Marriott Investors Sleep Easy

Dear Mr. Berko: I know that Marriott International franchises most of its hotels, like the Courtyard or the Ritz-Carlton, to third parties. What is your opinion of Marriott, and do you know what it would cost me to buy a Courtyard franchise? -- S.L., Oklahoma City

Dear S.L.: Most folks aren’t aware Marriott franchises 53% of its properties and has management contracts on 43% of its other properties. Marriott depends heavily on its impressive brands to attract growth from third-party owners.

Franchise contracts run for 20 years with renewal options up to 50 years. A Courtyard by Marriott franchise requires a total investment between $7 million and $10 million. The franchise fee is $60,000 or $500 per room, whichever is greater. Franchises for a Ritz-Carlton or a Bulgari will cost much more than a bit more. Though I doubt you’ll get a Courtyard franchise -- Marriott carefully selects franchisees before it builds a Courtyard, and you must have substantial experience to qualify.

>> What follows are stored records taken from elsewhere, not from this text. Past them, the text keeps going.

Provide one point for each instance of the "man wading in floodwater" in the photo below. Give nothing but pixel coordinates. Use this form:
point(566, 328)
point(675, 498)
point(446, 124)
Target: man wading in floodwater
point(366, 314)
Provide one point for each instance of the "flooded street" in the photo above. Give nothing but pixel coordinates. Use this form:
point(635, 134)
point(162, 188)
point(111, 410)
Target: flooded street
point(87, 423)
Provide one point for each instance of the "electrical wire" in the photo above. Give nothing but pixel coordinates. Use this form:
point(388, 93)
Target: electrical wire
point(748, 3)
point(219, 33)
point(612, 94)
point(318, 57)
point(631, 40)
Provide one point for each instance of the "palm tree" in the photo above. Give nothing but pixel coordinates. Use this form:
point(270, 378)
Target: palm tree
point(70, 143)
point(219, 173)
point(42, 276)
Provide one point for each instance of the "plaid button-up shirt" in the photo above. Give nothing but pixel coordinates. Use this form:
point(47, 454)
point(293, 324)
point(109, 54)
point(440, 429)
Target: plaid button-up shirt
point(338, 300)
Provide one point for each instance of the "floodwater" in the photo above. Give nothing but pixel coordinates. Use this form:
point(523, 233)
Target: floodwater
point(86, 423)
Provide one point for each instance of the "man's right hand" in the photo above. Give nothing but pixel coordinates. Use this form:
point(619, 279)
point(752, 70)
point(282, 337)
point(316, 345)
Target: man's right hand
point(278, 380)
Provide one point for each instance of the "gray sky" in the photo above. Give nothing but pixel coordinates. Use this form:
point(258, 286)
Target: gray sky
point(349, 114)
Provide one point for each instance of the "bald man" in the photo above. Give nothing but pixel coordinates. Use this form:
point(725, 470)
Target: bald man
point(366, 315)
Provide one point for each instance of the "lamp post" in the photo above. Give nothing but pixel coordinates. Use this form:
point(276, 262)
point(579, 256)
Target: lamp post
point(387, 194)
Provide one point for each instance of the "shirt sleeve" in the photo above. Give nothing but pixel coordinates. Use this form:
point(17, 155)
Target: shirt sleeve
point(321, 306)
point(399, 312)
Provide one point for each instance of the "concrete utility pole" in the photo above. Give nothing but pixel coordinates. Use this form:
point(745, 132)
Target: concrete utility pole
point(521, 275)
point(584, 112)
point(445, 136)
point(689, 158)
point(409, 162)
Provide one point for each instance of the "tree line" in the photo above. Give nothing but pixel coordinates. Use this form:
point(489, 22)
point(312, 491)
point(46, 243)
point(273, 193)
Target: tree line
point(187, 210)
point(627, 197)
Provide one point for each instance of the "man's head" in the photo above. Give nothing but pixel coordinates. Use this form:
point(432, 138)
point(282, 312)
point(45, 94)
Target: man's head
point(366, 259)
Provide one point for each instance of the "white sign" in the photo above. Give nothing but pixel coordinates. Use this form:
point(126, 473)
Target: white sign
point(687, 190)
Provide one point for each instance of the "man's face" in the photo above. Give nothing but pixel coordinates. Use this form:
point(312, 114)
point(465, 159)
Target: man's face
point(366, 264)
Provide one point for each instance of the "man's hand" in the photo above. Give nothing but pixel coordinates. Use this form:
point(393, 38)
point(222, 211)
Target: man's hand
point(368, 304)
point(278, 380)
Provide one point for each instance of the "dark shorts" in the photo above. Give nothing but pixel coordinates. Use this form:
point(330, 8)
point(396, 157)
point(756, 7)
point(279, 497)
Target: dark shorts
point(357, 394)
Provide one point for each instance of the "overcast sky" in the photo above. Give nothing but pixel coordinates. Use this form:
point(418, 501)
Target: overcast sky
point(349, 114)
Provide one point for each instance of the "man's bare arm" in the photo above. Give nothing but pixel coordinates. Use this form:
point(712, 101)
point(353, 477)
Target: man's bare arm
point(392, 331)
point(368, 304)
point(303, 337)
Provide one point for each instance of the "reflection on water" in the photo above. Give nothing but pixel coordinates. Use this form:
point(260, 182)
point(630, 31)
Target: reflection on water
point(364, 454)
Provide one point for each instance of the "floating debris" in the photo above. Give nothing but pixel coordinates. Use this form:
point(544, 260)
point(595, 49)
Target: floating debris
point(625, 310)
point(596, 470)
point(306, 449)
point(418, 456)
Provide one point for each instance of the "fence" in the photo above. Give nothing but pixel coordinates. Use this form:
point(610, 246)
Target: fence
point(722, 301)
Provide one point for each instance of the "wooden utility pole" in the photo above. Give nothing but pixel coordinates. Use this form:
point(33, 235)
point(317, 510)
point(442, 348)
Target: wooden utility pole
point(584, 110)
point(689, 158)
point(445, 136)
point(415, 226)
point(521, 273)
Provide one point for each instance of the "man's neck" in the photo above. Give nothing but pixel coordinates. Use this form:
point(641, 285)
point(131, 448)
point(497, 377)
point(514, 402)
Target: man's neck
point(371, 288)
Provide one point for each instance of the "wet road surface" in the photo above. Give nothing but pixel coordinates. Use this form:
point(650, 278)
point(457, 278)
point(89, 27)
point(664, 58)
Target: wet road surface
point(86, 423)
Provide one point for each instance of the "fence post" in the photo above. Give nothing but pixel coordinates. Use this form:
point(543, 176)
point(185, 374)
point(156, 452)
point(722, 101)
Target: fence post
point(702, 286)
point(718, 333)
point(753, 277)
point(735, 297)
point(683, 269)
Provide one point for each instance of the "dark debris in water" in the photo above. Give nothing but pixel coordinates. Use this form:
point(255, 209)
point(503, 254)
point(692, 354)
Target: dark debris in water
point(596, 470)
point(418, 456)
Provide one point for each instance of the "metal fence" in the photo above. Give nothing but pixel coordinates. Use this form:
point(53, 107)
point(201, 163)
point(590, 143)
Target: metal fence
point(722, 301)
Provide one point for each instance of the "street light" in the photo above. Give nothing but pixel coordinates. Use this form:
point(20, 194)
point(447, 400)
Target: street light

I travel frequently to speak in many cities where this column appears, and I've never, ever had a bad stay at a Marriott, which is certainly the most iconic and visionary name in hospitality. I’ve never stayed at any of Marriott’s 101 Ritz-Carlton locations, 41 St. Regis Hotel Resorts, 55 exquisite W Hotels, eight stunning Edition properties, 107 elegant Le Meridien facilities, six lavish Bulgari premises, 175 stylish Renaissance accommodations or 84 magnificent JW Marriott hotels. I always stay at their ubiquitous Courtyard by Marriott or a Residence Inn. Marriott has over 6,500 lodging properties, 4,900 of which are in North America, with the remainder in Asia, the Middle East, Africa and Latin America, totaling 1,262,000 rooms and 1,518,000 bathrooms, all with flush toilets.

John Willard Marriott and Alice, his wife, became convinced that residents living in the humid summers of Washington, D.C., needed a cool place to drink and opened a root beer stand in 1927. They expanded to a chain of Hot Shoppe restaurants, going public in 1953. Four years later they opened the Twin Bridges Marriott Hotel in Arlington, Virginia, and later a second hotel, the Key Bridge Marriott, in Miami. When their son, J.W. Marriott Jr., took over from daddy in 1968, Hot Shoppes was renamed the Marriott Corporation, and J.W. expanded the company to the behemoth it is today. In 2012, after 50 years of managing and caring for Marriott (MAR-$136), J.W. gave his master key and CEO responsibilities to 60-year-old Arne Sorenson, who was born in Japan. He now runs the largest publicly traded hotel chain in the world.

Arne’s portfolio acquisitions, including Starwood Resorts, should beget record revenues of $22.8 billion in 2019, up from $11.8 billion when he became CEO. Cash flow has grown over 350% since 2012, earnings are expected to zoom to $6.40 this year from $1.72 in 2012, while the dividend has exploded 385% to $1.64. Operating margins improved to 14.3% from 8.1% in 2012. And this year, MAR’s net profit margins should rise to 10.9% from 4.3% in 2012. MAR traded at $35 when Arne got the keys from Junior -- almost topping $150 last year. This was made possible by Arne’s masterful management team and carefully selected franchisees who have made MAR the largest hotel franchisee in the world by orders of magnitude. There are 900 lodging management companies and only nine with more than 100 properties -- MAR has over 2,000 company-owned properties.

Considering MAR’s impressive brand-name recognition and outstanding management, the Street reckons revenues five years out could reach $30.3 billion. Share earnings should improve to $7.85 with a dividend of $2. So, figuring an average annual P/E ratio of 23, MAR could trade at $180 a share. That’s not a bad gain if you buy the stock instead of the franchise.